Sausage Risotto with Herbed Breadcrumbs
- Makes4 to 6 servings
- Cook Time1 hour
- 4
The unusual signature dish at Osteria Pane e Salame in Cremona, Italy, pays homage to the restaurant’s name. Risotto pane e salame, or risotto with bread and sausage, is a delicious carb-on-carb creation that pairs the velvety creaminess of risotto with the crispness of toasted breadcrumbs. We developed a recipe based on the method taught to us by Lexie Garcia, chef at the osteria. In place of salamella di mantova, a local Lombardian sausage with mild garlic flavor, we use sweet or hot Italian sausage, and only enough to lend the rice meaty, porky flavor without weighing it down. Dry white wine supplies a touch of acidity, but as the cooking liquid, we use water, not broth, which allows the flavor of the rice, sausage, herbs and toasted bread to come through more clearly. We stir in a couple tablespoons of butter and Parmesan cheese at the end—an Italian technique called mantecatura, or blending—that helps develop additional creaminess in the risotto.
Don’t discard the hot water in the saucepan until the risotto is completely finished. As the rice rests off heat in the saucepan for 10 minutes, its consistency will thicken, so you may need a little more hot water to thin it before serving.
Step 1
In a medium saucepan over medium, bring 6 cups water, covered, to a simmer. Reduce to low to keep warm. In a large saucepan over medium, melt 1 tablespoon of the butter; add the bread and cook, stirring, until browned and crisp, 6 to 8 minutes. Add the rosemary and cook, stirring, until fragrant, about 30 seconds. Transfer to a bowl and stir in the parsley; set aside. Wipe out the saucepan.
Step 2
In the same saucepan over medium, melt 1 tablespoon of the remaining butter. Add the sausage and cook, breaking it into small pieces, until no longer pink and beginning to brown, 5 to 6 minutes. Using a slotted spoon, transfer to a small bowl; set aside. To the fat remaining in the pan, add the onion and ¼ teaspoon each salt and pepper. Cook over medium, stirring occasionally, until softened, about 3 minutes.
Step 3
Add the rice and cook, stirring, until the grains are translucent at the edges, 1 to 2 minutes. Add the wine and cook, stirring, until most of the liquid is absorbed, 1 to 2 minutes.
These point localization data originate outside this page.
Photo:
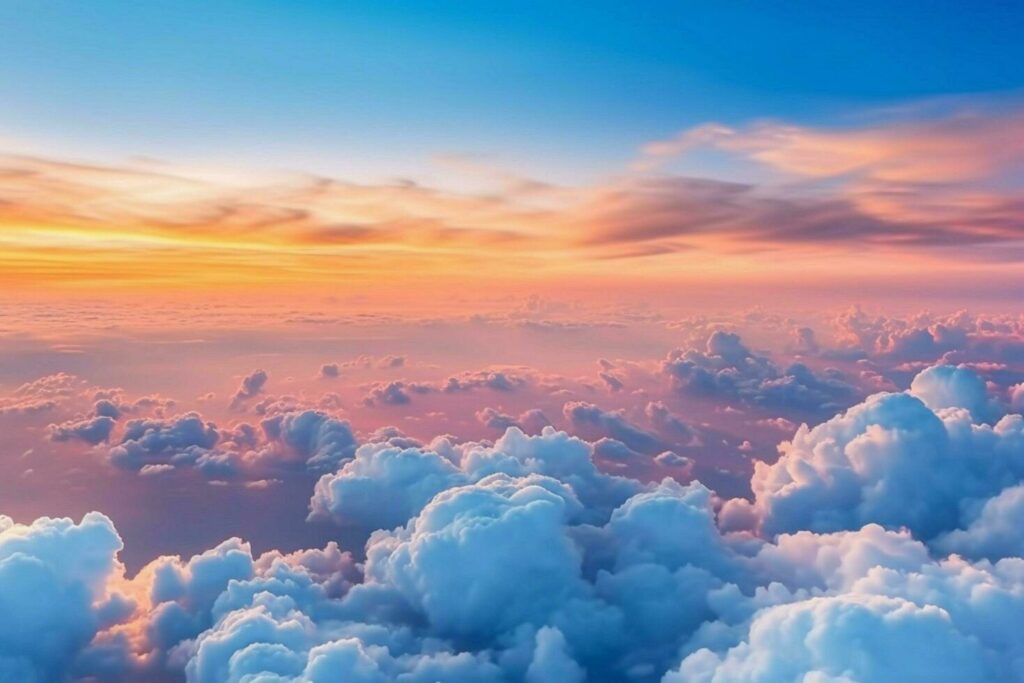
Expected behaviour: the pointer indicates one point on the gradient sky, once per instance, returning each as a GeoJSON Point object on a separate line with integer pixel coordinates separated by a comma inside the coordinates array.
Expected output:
{"type": "Point", "coordinates": [311, 147]}
{"type": "Point", "coordinates": [520, 342]}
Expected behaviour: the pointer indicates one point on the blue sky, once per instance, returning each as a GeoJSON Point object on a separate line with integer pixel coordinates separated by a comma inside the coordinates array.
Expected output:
{"type": "Point", "coordinates": [375, 89]}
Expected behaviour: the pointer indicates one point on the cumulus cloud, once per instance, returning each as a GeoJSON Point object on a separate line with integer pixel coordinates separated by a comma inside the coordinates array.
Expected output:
{"type": "Point", "coordinates": [893, 460]}
{"type": "Point", "coordinates": [291, 440]}
{"type": "Point", "coordinates": [837, 570]}
{"type": "Point", "coordinates": [531, 421]}
{"type": "Point", "coordinates": [91, 430]}
{"type": "Point", "coordinates": [593, 422]}
{"type": "Point", "coordinates": [252, 385]}
{"type": "Point", "coordinates": [726, 368]}
{"type": "Point", "coordinates": [54, 596]}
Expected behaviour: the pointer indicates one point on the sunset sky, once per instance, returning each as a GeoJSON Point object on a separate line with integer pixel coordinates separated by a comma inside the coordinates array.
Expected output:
{"type": "Point", "coordinates": [524, 342]}
{"type": "Point", "coordinates": [372, 148]}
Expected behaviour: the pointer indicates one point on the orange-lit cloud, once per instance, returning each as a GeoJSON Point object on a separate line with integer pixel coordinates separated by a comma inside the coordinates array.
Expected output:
{"type": "Point", "coordinates": [834, 200]}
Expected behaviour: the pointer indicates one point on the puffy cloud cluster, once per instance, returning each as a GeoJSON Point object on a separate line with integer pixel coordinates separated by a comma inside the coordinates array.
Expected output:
{"type": "Point", "coordinates": [303, 440]}
{"type": "Point", "coordinates": [728, 369]}
{"type": "Point", "coordinates": [252, 385]}
{"type": "Point", "coordinates": [386, 484]}
{"type": "Point", "coordinates": [399, 392]}
{"type": "Point", "coordinates": [521, 561]}
{"type": "Point", "coordinates": [929, 338]}
{"type": "Point", "coordinates": [54, 597]}
{"type": "Point", "coordinates": [915, 460]}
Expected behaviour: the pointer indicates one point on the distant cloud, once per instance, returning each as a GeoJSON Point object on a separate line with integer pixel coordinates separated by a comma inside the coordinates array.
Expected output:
{"type": "Point", "coordinates": [251, 386]}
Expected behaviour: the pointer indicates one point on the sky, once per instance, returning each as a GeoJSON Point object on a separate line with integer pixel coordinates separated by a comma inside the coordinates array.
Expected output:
{"type": "Point", "coordinates": [226, 144]}
{"type": "Point", "coordinates": [477, 342]}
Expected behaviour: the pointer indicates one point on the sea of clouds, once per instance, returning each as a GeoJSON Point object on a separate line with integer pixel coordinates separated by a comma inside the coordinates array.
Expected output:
{"type": "Point", "coordinates": [885, 544]}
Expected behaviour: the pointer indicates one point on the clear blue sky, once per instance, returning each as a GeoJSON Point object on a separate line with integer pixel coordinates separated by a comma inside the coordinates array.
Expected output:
{"type": "Point", "coordinates": [376, 87]}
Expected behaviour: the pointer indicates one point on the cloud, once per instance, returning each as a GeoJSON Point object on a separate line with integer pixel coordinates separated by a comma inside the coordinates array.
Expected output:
{"type": "Point", "coordinates": [252, 385]}
{"type": "Point", "coordinates": [894, 461]}
{"type": "Point", "coordinates": [292, 440]}
{"type": "Point", "coordinates": [944, 386]}
{"type": "Point", "coordinates": [838, 568]}
{"type": "Point", "coordinates": [593, 422]}
{"type": "Point", "coordinates": [54, 596]}
{"type": "Point", "coordinates": [531, 421]}
{"type": "Point", "coordinates": [727, 369]}
{"type": "Point", "coordinates": [92, 430]}
{"type": "Point", "coordinates": [383, 485]}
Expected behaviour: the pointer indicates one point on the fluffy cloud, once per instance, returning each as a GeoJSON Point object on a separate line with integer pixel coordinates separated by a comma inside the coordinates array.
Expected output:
{"type": "Point", "coordinates": [894, 461]}
{"type": "Point", "coordinates": [592, 422]}
{"type": "Point", "coordinates": [727, 369]}
{"type": "Point", "coordinates": [293, 440]}
{"type": "Point", "coordinates": [521, 561]}
{"type": "Point", "coordinates": [54, 596]}
{"type": "Point", "coordinates": [252, 385]}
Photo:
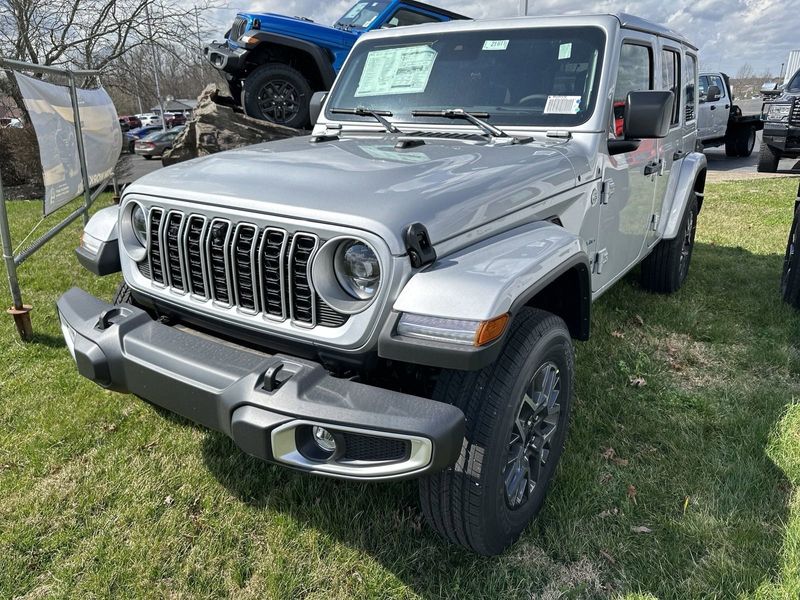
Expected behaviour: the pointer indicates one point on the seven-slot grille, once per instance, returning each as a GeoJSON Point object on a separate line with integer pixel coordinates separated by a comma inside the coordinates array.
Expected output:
{"type": "Point", "coordinates": [237, 29]}
{"type": "Point", "coordinates": [257, 270]}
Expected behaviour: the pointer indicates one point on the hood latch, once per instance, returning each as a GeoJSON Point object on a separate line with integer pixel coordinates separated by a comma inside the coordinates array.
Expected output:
{"type": "Point", "coordinates": [418, 245]}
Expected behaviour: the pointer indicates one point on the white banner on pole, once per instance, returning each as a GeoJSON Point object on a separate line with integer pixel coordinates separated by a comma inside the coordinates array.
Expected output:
{"type": "Point", "coordinates": [50, 109]}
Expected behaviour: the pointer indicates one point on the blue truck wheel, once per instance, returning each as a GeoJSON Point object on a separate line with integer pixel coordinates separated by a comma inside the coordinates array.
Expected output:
{"type": "Point", "coordinates": [278, 93]}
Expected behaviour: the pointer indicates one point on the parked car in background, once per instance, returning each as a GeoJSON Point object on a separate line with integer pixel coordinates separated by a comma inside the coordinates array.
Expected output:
{"type": "Point", "coordinates": [781, 127]}
{"type": "Point", "coordinates": [149, 119]}
{"type": "Point", "coordinates": [720, 121]}
{"type": "Point", "coordinates": [274, 63]}
{"type": "Point", "coordinates": [132, 121]}
{"type": "Point", "coordinates": [137, 134]}
{"type": "Point", "coordinates": [174, 119]}
{"type": "Point", "coordinates": [157, 143]}
{"type": "Point", "coordinates": [397, 295]}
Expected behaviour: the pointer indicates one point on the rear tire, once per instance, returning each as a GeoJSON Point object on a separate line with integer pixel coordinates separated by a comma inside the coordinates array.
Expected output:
{"type": "Point", "coordinates": [790, 278]}
{"type": "Point", "coordinates": [767, 159]}
{"type": "Point", "coordinates": [667, 266]}
{"type": "Point", "coordinates": [517, 412]}
{"type": "Point", "coordinates": [278, 93]}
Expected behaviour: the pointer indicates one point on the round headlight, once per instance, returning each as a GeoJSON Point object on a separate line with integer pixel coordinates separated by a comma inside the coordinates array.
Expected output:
{"type": "Point", "coordinates": [139, 224]}
{"type": "Point", "coordinates": [357, 269]}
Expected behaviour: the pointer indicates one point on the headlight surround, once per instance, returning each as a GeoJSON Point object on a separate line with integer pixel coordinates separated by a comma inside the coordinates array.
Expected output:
{"type": "Point", "coordinates": [778, 112]}
{"type": "Point", "coordinates": [347, 274]}
{"type": "Point", "coordinates": [357, 269]}
{"type": "Point", "coordinates": [133, 231]}
{"type": "Point", "coordinates": [139, 224]}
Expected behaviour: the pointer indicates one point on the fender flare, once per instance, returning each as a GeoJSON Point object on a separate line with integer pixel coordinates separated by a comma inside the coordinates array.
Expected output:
{"type": "Point", "coordinates": [318, 54]}
{"type": "Point", "coordinates": [693, 170]}
{"type": "Point", "coordinates": [496, 276]}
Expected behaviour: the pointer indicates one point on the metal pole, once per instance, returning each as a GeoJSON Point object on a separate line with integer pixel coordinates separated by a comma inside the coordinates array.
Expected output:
{"type": "Point", "coordinates": [156, 67]}
{"type": "Point", "coordinates": [76, 115]}
{"type": "Point", "coordinates": [20, 312]}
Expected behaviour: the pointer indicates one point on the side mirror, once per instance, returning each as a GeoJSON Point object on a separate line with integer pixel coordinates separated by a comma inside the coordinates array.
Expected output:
{"type": "Point", "coordinates": [315, 108]}
{"type": "Point", "coordinates": [713, 94]}
{"type": "Point", "coordinates": [648, 114]}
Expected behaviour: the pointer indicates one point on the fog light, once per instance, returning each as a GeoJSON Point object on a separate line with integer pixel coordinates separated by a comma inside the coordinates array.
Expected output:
{"type": "Point", "coordinates": [324, 439]}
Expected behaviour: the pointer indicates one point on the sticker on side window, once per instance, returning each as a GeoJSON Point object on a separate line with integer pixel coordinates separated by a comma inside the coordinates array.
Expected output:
{"type": "Point", "coordinates": [396, 71]}
{"type": "Point", "coordinates": [562, 105]}
{"type": "Point", "coordinates": [495, 45]}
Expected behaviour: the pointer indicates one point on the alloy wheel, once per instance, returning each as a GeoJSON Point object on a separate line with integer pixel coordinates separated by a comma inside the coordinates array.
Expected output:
{"type": "Point", "coordinates": [532, 434]}
{"type": "Point", "coordinates": [279, 101]}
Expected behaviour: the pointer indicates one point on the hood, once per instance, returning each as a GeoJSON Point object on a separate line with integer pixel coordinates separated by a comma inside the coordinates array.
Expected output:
{"type": "Point", "coordinates": [301, 28]}
{"type": "Point", "coordinates": [450, 186]}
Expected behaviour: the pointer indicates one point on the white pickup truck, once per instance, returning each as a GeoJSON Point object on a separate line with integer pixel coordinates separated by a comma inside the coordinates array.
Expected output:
{"type": "Point", "coordinates": [720, 121]}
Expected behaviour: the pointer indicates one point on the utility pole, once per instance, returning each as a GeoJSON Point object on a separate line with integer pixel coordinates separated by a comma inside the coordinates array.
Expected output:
{"type": "Point", "coordinates": [156, 67]}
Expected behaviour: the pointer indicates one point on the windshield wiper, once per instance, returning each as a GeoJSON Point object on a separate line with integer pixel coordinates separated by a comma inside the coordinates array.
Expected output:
{"type": "Point", "coordinates": [378, 115]}
{"type": "Point", "coordinates": [460, 113]}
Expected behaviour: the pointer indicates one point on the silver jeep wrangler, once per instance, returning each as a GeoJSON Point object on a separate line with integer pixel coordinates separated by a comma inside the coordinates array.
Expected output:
{"type": "Point", "coordinates": [396, 295]}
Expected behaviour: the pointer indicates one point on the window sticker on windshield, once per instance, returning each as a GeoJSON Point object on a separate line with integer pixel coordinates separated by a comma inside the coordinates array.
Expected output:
{"type": "Point", "coordinates": [396, 71]}
{"type": "Point", "coordinates": [495, 45]}
{"type": "Point", "coordinates": [562, 105]}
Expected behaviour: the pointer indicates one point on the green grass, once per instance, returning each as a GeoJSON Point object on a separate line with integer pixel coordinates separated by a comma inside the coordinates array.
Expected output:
{"type": "Point", "coordinates": [102, 495]}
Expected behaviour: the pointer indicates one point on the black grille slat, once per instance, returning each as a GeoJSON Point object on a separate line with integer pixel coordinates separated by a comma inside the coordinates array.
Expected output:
{"type": "Point", "coordinates": [156, 263]}
{"type": "Point", "coordinates": [272, 254]}
{"type": "Point", "coordinates": [172, 245]}
{"type": "Point", "coordinates": [257, 270]}
{"type": "Point", "coordinates": [301, 295]}
{"type": "Point", "coordinates": [238, 27]}
{"type": "Point", "coordinates": [218, 235]}
{"type": "Point", "coordinates": [244, 244]}
{"type": "Point", "coordinates": [195, 230]}
{"type": "Point", "coordinates": [794, 119]}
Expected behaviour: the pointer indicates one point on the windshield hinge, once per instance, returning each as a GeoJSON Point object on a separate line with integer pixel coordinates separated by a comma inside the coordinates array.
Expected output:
{"type": "Point", "coordinates": [418, 245]}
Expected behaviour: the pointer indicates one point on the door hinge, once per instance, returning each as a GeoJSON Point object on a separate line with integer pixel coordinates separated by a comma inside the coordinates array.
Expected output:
{"type": "Point", "coordinates": [600, 259]}
{"type": "Point", "coordinates": [607, 190]}
{"type": "Point", "coordinates": [654, 221]}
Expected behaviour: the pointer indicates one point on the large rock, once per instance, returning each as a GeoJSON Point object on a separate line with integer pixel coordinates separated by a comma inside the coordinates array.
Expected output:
{"type": "Point", "coordinates": [218, 124]}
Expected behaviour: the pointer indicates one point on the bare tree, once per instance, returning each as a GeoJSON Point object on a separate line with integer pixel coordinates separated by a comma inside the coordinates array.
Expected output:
{"type": "Point", "coordinates": [91, 34]}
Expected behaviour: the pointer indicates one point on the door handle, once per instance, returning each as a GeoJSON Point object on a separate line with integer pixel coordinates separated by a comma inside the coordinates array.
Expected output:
{"type": "Point", "coordinates": [653, 168]}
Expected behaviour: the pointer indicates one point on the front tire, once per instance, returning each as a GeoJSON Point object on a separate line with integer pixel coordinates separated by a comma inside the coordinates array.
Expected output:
{"type": "Point", "coordinates": [667, 266]}
{"type": "Point", "coordinates": [278, 93]}
{"type": "Point", "coordinates": [517, 411]}
{"type": "Point", "coordinates": [746, 142]}
{"type": "Point", "coordinates": [790, 278]}
{"type": "Point", "coordinates": [768, 160]}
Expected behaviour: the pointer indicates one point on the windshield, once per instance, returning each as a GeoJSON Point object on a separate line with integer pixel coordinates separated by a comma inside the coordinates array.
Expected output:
{"type": "Point", "coordinates": [363, 14]}
{"type": "Point", "coordinates": [529, 77]}
{"type": "Point", "coordinates": [794, 84]}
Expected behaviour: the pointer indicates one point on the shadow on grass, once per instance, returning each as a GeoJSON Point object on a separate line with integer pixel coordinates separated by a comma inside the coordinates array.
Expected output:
{"type": "Point", "coordinates": [693, 442]}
Add 2 cups of the hot water and bring to a boil over medium-high. Reduce to medium and simmer, stirring often and briskly, until most of the liquid is absorbed, 8 to 10 minutes. Add another 2 cups hot water and cook until most of the liquid is absorbed and the rice is tender, with just a little firmness at the center of the grains, 6 to 9 minutes.
Step 4
Off heat, quickly stir in the sausage and any accumulated juices, the remaining 1 tablespoon butter and the Parmesan; it’s fine if the butter and cheese do not fully melt. Cover and let stand 10 minutes. (Reserve the remaining hot water in the saucepan for adjusting the consistency of the risotto at the end, if needed.)
Step 5
Stir to fully incorporate the butter and cheese. If the risotto is stiff and dry, stir in additional water, a couple tablespoons at a time, until the risotto is loose but not soupy. Taste and season with salt and pepper. Serve immediately, sprinkled with the breadcrumbs and additional Parmesan.